Retaliation can take many forms. In some organizations, the employer or colleagues may blatantly say things or take actions to create a hostile environment after someone exercises their employment rights or files a claim. 

In some instances, employers resort to other actions that are more difficult to prove. While it is natural that they should feel upset that an employee filed charges, employers also need to respect employee rights and their potential role in failing to resolve the issue internally. 

Most EEOC filings are for retaliation 

MarketWatch estimates that in 2019, 53.8% of all Equal Employment Opportunity Commission charges filed were for retaliation. Back in 2009, these filings made up just 36%. The #MeToo movement has played a big role in employees fighting back against unfair practices in the workplace, but many employers are not backing down, even when it means violating people’s rights. 
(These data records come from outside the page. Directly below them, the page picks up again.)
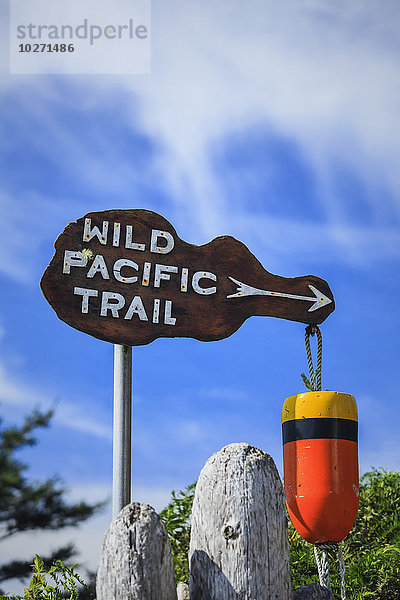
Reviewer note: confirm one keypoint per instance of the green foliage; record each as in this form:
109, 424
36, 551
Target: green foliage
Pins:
31, 506
176, 518
58, 582
371, 551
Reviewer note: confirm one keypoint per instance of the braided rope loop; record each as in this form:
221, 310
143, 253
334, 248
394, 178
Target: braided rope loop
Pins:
315, 374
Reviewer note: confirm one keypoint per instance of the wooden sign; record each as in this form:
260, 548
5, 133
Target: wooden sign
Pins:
124, 276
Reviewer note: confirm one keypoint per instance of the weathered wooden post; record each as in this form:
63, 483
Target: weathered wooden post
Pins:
239, 547
136, 561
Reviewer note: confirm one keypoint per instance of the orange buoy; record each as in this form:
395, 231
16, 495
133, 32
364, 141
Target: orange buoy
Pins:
320, 456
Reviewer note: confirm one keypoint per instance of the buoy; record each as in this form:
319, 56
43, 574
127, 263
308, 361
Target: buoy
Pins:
320, 456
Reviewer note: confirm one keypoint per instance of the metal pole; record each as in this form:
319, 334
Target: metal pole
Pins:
122, 428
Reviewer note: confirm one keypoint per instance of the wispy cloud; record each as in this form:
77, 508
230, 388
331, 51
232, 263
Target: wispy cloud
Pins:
322, 76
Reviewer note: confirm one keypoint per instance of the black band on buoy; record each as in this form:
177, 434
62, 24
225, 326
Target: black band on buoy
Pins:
319, 428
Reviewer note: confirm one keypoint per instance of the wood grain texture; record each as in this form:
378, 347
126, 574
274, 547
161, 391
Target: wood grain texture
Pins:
239, 547
198, 314
314, 591
136, 561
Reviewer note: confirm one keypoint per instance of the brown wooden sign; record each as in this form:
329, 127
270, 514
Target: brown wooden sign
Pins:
124, 276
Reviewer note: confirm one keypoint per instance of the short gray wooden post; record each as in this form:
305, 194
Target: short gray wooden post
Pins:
239, 546
136, 561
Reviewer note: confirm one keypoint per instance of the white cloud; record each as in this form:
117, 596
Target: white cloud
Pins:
320, 75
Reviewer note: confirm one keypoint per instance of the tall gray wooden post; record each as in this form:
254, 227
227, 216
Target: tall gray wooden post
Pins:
121, 495
239, 546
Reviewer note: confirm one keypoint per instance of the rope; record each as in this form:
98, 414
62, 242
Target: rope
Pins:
315, 381
342, 572
323, 565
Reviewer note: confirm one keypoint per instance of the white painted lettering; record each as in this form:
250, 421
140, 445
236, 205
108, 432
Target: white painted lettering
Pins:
156, 311
124, 262
203, 275
89, 232
168, 319
162, 272
108, 304
98, 266
136, 307
117, 234
128, 240
86, 294
73, 259
184, 279
157, 234
146, 274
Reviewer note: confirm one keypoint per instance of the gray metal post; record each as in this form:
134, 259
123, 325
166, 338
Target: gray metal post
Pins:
122, 428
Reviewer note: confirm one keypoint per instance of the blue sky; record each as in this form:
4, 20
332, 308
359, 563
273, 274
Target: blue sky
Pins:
278, 125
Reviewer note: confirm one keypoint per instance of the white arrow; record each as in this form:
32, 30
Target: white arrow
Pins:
319, 298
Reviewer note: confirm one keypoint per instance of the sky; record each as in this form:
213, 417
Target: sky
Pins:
275, 123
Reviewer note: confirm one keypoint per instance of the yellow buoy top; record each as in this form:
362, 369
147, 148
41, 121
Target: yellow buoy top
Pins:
324, 405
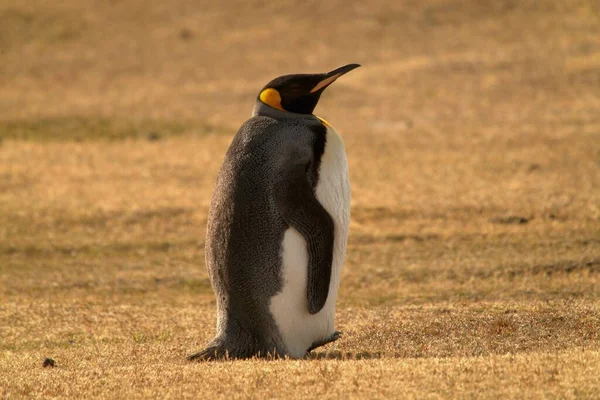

Protections provided by the EEOC 

EEOC highlights a few specific examples where it becomes unlawful for employers to retaliate against not just employees but applicants for vacancies: 

  • Asking colleagues or superiors for compensation information to determine if there are discriminatory wages 
  • Refusing to comply with orders given by superiors that would result in discrimination 
  • Requesting reasonable accommodation for religious reasons or due to disabilities 
  • Resisting romantic or sexual advances from colleagues or the boss 
  • Participating in an ongoing investigation as a witness 

When faced with these difficult situations, people should attempt to document everything as much as possible, even if it just a personal log of what happened, who was involved and when. Sometimes an impeccably accurate story offers the best evidence while the other parties scramble to remember who said what, did what and when.